Truth is the linchpin in regard to psychological safety – on every level, in every organization and with every relationship.
Psychological safety is defined as a “shared belief” held by members that the group is a safe place to take risks.
But what does that look like?
Let us examine what it is not.
Psychological safety is not a special space, place, or time – it is a culture.
In most cases, a leader will think they have nurtured an environment where their team members can take risks. The reality is often much different. In many cases, what they are doing is making the team happy.
A climate of ‘psychological safety’ does not entail bitching, moaning, griping, and complaining about the boss, either. If a team member is doing that, instead of offering constructive ideas for improvement, they may themselves be a cause of an unsafe environment.
Here is the most misunderstood part of building a culture of “psychological safety”:
You will know you have ‘psychological safety’ within your team when they point out hard truths about you, your behavior, and your beliefs.
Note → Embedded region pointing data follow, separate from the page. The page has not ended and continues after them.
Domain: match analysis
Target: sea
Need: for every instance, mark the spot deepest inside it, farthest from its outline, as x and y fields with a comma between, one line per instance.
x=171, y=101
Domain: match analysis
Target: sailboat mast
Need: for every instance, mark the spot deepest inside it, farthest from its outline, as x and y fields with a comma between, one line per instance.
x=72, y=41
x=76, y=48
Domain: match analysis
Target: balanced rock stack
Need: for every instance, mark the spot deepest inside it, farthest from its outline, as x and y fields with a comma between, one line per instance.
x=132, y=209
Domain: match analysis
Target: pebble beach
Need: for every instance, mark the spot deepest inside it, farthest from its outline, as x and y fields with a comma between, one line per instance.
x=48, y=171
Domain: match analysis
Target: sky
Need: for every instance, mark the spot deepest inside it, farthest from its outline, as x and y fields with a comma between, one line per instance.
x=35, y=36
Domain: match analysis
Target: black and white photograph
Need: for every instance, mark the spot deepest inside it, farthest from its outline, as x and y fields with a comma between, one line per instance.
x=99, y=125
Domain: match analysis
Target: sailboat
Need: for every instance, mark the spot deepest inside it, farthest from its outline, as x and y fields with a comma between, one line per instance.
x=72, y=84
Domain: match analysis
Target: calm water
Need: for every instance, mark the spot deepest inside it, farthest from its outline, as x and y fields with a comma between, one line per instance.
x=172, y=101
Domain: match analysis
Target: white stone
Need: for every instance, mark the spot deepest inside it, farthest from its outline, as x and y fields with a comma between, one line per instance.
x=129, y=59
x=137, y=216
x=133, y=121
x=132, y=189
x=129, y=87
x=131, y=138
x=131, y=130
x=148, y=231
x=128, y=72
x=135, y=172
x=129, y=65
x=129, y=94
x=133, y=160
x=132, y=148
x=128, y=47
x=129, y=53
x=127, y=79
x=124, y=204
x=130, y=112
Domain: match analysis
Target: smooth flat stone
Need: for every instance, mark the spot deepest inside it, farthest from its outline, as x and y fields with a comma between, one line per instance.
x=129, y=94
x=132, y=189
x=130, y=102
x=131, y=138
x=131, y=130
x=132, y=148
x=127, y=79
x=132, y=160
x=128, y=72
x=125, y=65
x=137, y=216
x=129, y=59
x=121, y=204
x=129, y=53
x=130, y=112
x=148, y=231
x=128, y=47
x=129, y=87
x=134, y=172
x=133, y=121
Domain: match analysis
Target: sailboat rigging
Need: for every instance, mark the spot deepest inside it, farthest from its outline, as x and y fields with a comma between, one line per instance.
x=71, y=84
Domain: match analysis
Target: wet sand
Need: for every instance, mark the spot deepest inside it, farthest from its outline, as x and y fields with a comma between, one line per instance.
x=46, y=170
And most importantly, you can listen, intently, because you know that this person cares. They care about you. They care about the relationship. They care about the work. They care about the organization…and they care about themselves.
We are all leaders, somewhere.
Leader, make your world one where others can find ‘psychological safety’ in your midst.
TOGETHER WE TRANSFORM
PS…Band, thank you for the psychological safety…and the truth-telling. A true team cannot have one without the other.